Not helped by many of the types over time having been built with separate versions for 3Kv DC and 25Kv AC, different class numbers but using the same bodyshells. The Trans-Siberian is basically DC west of Mariinsk and AC east of there. For each of the loco types there are commonly different livery variations in use, which I have always thought reflected the division it belonged to.
Soviet-era passenger locos (and for the decade or more after Perestroika when none were acquired) were all built in Czechoslovakia by Skoda, this is what class ChS (ЧС in Cyrillic) stands for, there were different body styles (both AC and DC) but they have a certain high-set cab similarity. Most are still around.
Can't say that I know the ID of that second one, but they look cool too.

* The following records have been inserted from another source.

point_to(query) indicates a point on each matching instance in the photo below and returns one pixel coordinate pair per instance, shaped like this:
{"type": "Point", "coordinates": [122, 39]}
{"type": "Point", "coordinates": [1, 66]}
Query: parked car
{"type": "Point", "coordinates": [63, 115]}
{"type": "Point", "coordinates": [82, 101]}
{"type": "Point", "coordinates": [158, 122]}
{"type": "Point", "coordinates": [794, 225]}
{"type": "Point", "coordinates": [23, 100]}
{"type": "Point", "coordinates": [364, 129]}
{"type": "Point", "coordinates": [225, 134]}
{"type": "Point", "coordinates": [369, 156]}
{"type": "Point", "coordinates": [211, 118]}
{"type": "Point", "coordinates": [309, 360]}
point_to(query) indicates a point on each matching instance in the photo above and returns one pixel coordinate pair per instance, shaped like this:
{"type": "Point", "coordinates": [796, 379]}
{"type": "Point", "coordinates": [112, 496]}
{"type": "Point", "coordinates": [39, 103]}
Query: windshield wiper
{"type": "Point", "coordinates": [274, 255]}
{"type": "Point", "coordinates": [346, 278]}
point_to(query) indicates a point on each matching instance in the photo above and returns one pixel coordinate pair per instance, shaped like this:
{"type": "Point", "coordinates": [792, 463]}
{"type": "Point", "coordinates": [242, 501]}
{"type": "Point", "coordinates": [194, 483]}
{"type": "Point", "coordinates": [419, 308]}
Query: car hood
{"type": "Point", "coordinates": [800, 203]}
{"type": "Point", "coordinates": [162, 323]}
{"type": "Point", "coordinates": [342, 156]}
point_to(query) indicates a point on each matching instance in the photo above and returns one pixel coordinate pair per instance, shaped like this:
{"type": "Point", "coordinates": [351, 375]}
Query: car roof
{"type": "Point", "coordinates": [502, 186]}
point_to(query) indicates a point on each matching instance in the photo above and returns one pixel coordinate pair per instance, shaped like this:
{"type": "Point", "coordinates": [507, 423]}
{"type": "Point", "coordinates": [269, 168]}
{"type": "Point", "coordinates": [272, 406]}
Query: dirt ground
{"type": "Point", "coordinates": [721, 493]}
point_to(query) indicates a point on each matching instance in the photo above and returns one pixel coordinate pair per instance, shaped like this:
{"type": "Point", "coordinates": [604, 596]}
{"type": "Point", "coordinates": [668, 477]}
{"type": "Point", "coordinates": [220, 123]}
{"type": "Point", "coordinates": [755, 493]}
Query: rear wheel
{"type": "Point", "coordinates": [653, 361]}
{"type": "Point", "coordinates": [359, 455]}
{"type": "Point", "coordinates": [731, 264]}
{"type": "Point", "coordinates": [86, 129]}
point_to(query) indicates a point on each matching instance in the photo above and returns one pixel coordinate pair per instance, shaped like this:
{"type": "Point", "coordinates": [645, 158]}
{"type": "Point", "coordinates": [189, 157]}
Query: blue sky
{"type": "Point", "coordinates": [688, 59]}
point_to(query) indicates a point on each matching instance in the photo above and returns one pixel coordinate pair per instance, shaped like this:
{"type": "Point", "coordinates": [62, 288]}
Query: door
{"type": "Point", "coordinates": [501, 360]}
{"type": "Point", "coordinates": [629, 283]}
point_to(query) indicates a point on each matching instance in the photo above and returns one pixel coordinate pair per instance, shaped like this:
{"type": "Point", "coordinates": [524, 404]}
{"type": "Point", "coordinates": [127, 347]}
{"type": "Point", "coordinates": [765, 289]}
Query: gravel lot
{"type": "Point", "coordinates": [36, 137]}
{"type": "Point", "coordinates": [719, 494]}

That's an EP1M (ЭП1М in Cyrillic), the current passenger type in production with a single-piece windscreen (great styling idea, until you see the cost of replacing one when broken ...), built at Novocherkassk works, near Rostov, the first non Czech-built passenger loco since probably WW2 EP1 = Electric Passenger design 1; Russian classes are pretty simple. The original EP1 was pretty much in the body of the electric freight loco, of which Novo had built thousands over many years, the M variant has a new body and cab. It's not unknown for Russian types to change cab styles radically, the old long-running suburban passenger "Elektrichka" with the 1950s space-rocket classical front profile later got replaced by something a lot flatter and plainer.
The big high-up roof mountings on Russian electric locos are winterisation equipment, hopefully (but not always) beyond the snow!